Late in his life, Barrie made a revelation about his creative process which illustrated the dichotomies under his texts. At an address to the graduating student class of 1922 at St Andrews University, he spoke of having an alter ego. ‘M’Connachie,’ he said, ‘is the unruly half of me, the writing half. He is the one that writes the plays.’
In JM Barrie: Peter Pan Man Anne Stenhouse has written a one-act play which picks up upon this moment, and reflects upon its significance. In it, Barrie and ‘M’Connachie’ engage in a dialogue shortly after the revelation was made.
‘M’Connachie says: “What did you tell them about me for?”,’ says Stenhouse, reflecting an anxiety that beset the author as much as any modern celebrity writer. ‘He feels that now he’ll become like a politician, where the personality, the figure himself becomes more important than the work, than what he actually has to say.’
She continues: ‘Part of it is that idea of a dialogue, where the artist somewhat stands outside of himself and observes his alter ego. I think a lot of artists use that detachment, and the play explores that process.’

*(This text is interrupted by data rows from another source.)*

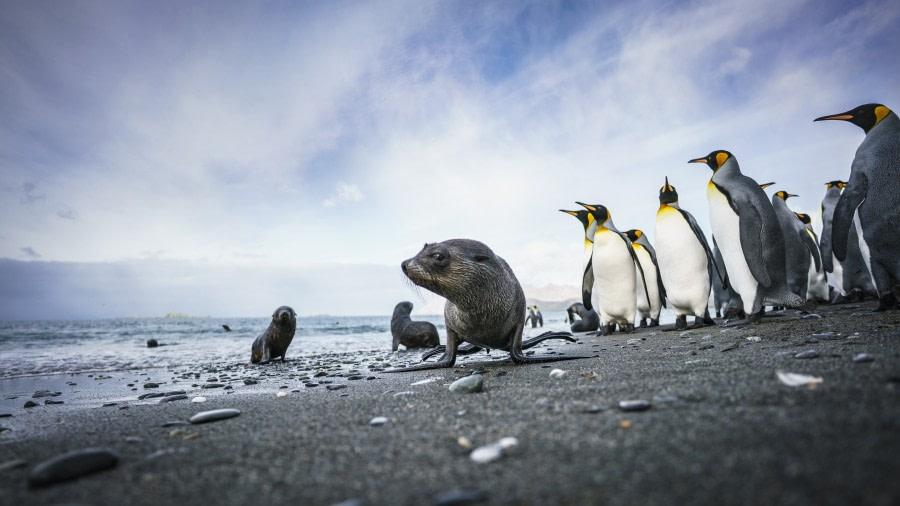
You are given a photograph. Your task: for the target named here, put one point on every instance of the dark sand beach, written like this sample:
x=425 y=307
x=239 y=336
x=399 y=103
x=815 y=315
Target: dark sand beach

Stenhouse’s new play is presented by Theatre Broad at the Byre, not far from where Barrie made the speech, in an evening that will also incorporate two lesser-known short plays by Barrie himself: Seven Women and The Twelve Pound Look. Stenhouse explains that much about the play is contingent on the context of the speech. ‘The speech was given to a group of students who were probably the first generation of graduates to emerge after the Great War. Obviously, there was a great disillusionment around at the time, and I think Barrie’s purpose at the start was to reassure this new generation that there were things worth doing.’

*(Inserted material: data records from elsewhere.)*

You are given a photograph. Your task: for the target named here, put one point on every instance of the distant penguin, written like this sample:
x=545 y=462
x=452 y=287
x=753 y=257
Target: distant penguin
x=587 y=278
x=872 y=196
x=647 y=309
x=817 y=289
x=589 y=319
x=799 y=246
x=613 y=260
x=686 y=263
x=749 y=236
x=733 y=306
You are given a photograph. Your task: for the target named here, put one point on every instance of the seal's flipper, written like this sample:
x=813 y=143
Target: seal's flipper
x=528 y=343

It might also be significant that at the time of the speech, a turning point had been reached in Barrie’s life. ‘Having seen one of his young wards, George, killed by a sniper in the First World War, he wasn’t somehow prepared for the death of another, Michael, by drowning and this changed him,’ Stenhouse explains. ‘Up until then, he hadn’t shown much conscience in drawing on the lives of the children he adopted and those around him for his work, but around this time he largely stopped writing plays. There were several stages to his career, from journalist to novelist to highly successful playwright, and this point was the last phase, where he almost abandoned creative work.
JM Barrie: Peter Pan Man, Byre Theatre, St Andrews, Thu 23 Jul.